Y es que el falso orgullo y la soberbia han causado muchas más víctimas que la mayor parte de las guerras.

A lo largo de la historia, el ser humano ha demostrado ser mucho más capaz de enfrentarse abiertamente a los grandes errores y a los graves problemas que a los pequeños errores que se enquistan o a los estúpidos problemas que inexplicablemente comienzan a multiplicarse.
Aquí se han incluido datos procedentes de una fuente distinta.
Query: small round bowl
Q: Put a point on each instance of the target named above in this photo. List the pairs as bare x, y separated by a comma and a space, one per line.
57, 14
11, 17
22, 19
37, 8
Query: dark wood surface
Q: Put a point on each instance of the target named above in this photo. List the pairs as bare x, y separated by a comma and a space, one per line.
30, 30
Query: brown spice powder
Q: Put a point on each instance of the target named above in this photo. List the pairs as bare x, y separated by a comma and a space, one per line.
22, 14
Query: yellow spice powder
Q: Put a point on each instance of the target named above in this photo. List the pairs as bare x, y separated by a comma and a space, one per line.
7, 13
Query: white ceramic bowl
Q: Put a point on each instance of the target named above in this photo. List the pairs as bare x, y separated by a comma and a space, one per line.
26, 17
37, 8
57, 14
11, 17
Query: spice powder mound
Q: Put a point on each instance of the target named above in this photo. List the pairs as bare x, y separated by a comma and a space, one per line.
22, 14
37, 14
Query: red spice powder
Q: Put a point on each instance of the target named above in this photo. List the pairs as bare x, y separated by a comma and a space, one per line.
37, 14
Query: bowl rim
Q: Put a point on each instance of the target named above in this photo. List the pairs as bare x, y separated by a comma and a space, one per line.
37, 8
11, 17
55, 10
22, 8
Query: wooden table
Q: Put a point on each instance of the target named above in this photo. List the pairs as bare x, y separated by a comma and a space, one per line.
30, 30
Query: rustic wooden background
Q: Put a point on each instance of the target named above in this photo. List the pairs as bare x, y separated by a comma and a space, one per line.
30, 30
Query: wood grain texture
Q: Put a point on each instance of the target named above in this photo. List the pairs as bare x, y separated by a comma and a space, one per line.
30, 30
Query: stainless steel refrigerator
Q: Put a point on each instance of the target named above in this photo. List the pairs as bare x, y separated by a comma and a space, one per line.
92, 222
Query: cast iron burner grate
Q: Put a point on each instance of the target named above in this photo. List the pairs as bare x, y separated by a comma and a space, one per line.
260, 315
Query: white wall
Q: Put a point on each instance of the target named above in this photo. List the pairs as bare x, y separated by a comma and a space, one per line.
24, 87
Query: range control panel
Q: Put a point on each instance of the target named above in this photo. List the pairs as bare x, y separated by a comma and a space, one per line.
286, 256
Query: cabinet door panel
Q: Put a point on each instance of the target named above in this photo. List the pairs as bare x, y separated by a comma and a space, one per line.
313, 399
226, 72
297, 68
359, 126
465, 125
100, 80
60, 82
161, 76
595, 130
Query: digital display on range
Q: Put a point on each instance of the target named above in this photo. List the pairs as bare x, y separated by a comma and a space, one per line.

Cien mil cuzqueños no deseaban que aquel hombre emprendiera un camino sin retorno; aquel hombre no deseaba abandonar el Cuzco, pero aun así se marchaba.

Y con él se llevaba a una niña asustada a la que ya no le quedaban lágrimas, y que lo único que deseaba era volver a despertarse en brazos de su madre.

Rusti Cayambe permaneció inmóvil en la terraza hasta que el grupo de soldados que cerraban el cortejo desaparecieron de su vista al doblar la esquina del Templo de la Luna, escuchó la melancólica música de las quenas hasta que se perdió por completo en la distancia y se encaminó a la habitación de la pequeña Tunguragua, en la que solía dejar pasar las horas contemplando sus juguetes. El esquivo dios del sueño se apiadó de él y acudió a visitarle devolviéndole a los hermosos atardeceres en que hacía bailar trompos de colores entre las exclamaciones de regocijo de su hija. Le devolvió a las noches de amor en brazos de su esposa, cuando aún ni siquiera sospechaban que el mal había abandonado ya su oscura cueva y acudía en su busca, e incluso le devolvió a los días en que se enfrentó a un mar embravecido.

Durmió durante dos días y dos noches, y cuando al fin abrió los ojos fue para enfrentarse a la princesa Sangay Chimé, limpia y peinada, que le observaba serena y con una amarga sonrisa a flor de labios.

— Me alegra comprobar que al fin has conseguido descansar — musitó apenas—. Me tenías preocupada.

— Y tú a mí.

— Te ruego que me perdones… — suplicó ella en un tono que no dejaba lugar a dudas con respecto a su sinceridad. Sé que hice mal, porque la coca alivia muchos dolores, pero no cierra las heridas cuando son tan profundas… — Hizo una corta pausa para añadir—: Esta mañana llegó un chasqui para anunciarte que tu madre está enferma.